NW_Summer:幼小可怜又无助.JPG
DS_L:其实我没亲眼看过你现在的情况,提不了什么有参考价值的建议。照片我看不出来,这样吧,你还是去问问狼神?这种事他铁定有经验。你和他们说了没有?
夏天沉默了一会儿,如实答道:没有。
然后他又补了一句:我害怕。
那条微信之后,吴聊很久都没再回他消息。夏天握着手机忽然感受到了一丝不安。一个细小的声音在他耳畔凉薄地开口:“吴聊毕竟不是你的队长。”
夏天迷茫地看了一眼隔壁——要去找狼神或者赵队吗?他们会做些什么?会不会反应过激地把他送去医院?那样就打扰了全队的休息。说不定他这手压根就没什么事,睡一觉就好了,现在说了会不会让大家都感到不安?或者,万一真有些什么事,队长会不会明天就直接不让自己上场了?
这个游戏里人人都可以当医疗兵,人人都可以出门放哨,甚至人人都可以当突击手拉开抢线,但唯独狙位不是哪个替补说打就能打的。
他这样又会给小鹿带来多大的压力?毕竟,从来就没人想过替补会真的上场。带上只是图个心安罢了。
明明今天打得很稳很有希望,大家情绪都很好……
就在夏天一个人坐在床上胡思乱想的时候,手机屏幕又亮了起来:别怕,下楼。
全身的暖流好像就在那一瞬间汇聚到了心口同一个地方。
夏天深吸一口气,随便和巨人编了一个借口,急匆匆地走了。虽然他不知道吴聊能做什么,但忽然间,他就是不害怕了。
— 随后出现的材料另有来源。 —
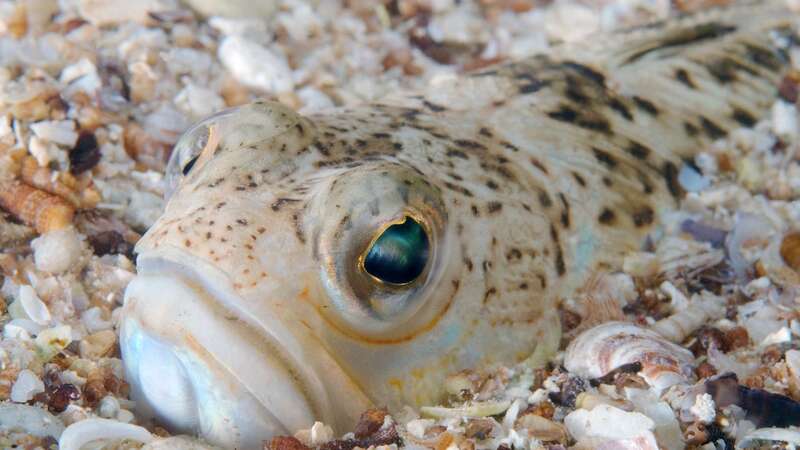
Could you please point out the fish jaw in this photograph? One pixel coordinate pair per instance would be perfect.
(197, 366)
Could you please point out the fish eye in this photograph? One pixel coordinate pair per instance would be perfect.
(399, 254)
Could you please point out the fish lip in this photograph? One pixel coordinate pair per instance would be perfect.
(214, 288)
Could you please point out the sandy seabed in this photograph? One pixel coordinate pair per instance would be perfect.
(94, 93)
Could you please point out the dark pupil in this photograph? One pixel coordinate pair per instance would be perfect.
(189, 165)
(399, 255)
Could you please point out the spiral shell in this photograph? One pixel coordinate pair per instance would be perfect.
(605, 347)
(35, 207)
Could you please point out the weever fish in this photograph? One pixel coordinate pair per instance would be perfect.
(306, 268)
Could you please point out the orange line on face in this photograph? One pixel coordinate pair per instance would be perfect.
(384, 341)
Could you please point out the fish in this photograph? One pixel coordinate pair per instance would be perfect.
(308, 267)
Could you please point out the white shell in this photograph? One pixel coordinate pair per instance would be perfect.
(33, 307)
(605, 347)
(80, 433)
(26, 386)
(611, 425)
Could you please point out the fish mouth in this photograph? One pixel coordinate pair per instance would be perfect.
(198, 364)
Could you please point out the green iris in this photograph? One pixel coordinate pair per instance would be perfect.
(400, 254)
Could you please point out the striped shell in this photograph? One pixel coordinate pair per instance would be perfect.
(35, 207)
(605, 347)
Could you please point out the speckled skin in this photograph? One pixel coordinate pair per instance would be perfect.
(528, 176)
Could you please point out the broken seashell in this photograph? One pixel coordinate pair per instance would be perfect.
(30, 419)
(61, 132)
(605, 347)
(611, 424)
(60, 184)
(35, 207)
(80, 433)
(781, 259)
(698, 311)
(474, 409)
(98, 344)
(769, 437)
(57, 251)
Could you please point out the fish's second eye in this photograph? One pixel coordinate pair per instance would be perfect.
(399, 255)
(188, 166)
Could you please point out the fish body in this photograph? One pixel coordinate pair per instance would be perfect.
(309, 267)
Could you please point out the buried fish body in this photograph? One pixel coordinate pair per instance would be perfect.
(308, 267)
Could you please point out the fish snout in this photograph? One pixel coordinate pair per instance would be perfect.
(196, 368)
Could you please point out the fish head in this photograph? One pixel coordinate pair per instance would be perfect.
(282, 286)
DS和NW两家队伍订的酒店并不是同一家,但离场馆都不远,北纬五十五度的冬夜里,吴聊是冒着小雪一路跑过来的。
他抖落了风衣上薄薄一层雪花,帽子上的雪粒已经在暖气中变成了细小的水珠。
“怎么这么不小心。”见到夏天,吴聊忍不住轻声责备了一句,“你以后要靠什么吃饭心里就没有B数的吗?”
夏天不好意思地咧嘴傻笑两声。
吴聊轻轻托着对方的右手将其摆正:“左手伸出来。”
夏天乖乖听话,小声问道:“我这样有必要去医院吗?”
他天生就长着一双打电竞的手,手指纤长,节骨分明,好看极了。或许是因为紧张,他一双手除了手腕肿起的地方,泛着一种失血的青苍,触手冰凉。
吴聊把他两只手放在一起左右打量了一下,摇了摇头:“感觉两只手还挺对称的,也没特别肿,估计骨头没什么问题。当然,要是你想确认一下的话,我现在就可以陪你去医院拍个片。但这样的话,必须告诉你们队长。”
“你先别说。”夏天睁大了眼睛,“我也感觉不是骨头。骨折哪有这么好过,再说了,摔得不重,我骨头也没这么容易就裂吧?”
“你别动啊,”吴聊没理他,双手从夏天桡骨远端开始,一路轻按到他的手指根部,“哪里疼就告诉我。”
夏天在被按到伤处的时候轻轻“嘶”了一声:“就手腕那儿。别的地方不疼。”
“能转手腕吗?”
夏天试了试,手腕只是小幅度地动了动,然后他有些沮丧地摇了摇头:“一定要转的话,还是可以的,就是会疼。”
吴聊想了想,叹气:“我估计就是软组织受伤了,你今晚先冷敷吧。一会儿我去前台帮你要点冰块。”
“那我……”夏天犹豫地眨了眨眼睛,心里不是滋味极了,“我明天怎么办啊?”
如果吴聊不认识夏天,那他一定会很公式化地和人说——别担心,没什么大问题,这几天好好休息休息,不要动手腕就可以了。
但是,此时此刻,他能这样和夏天说吗?
他能这样,和一个手腕流、明天还有四五小时高强度比赛要打的狙击手,说这句话嘛?
第37章 不想起名了解一下
吴聊沉默了一会儿, 慢条斯理地和夏天说道:“明天怎么办, 这个问题我没法给你答案。”
他顿了顿:“这甚至都不应该是你一个人做的决定。”
“来, 坐会儿。”吴聊对夏天温和地勾起嘴角,拍了拍酒店大堂的皮质沙发,“你等一下, 我回头慢慢和你说。”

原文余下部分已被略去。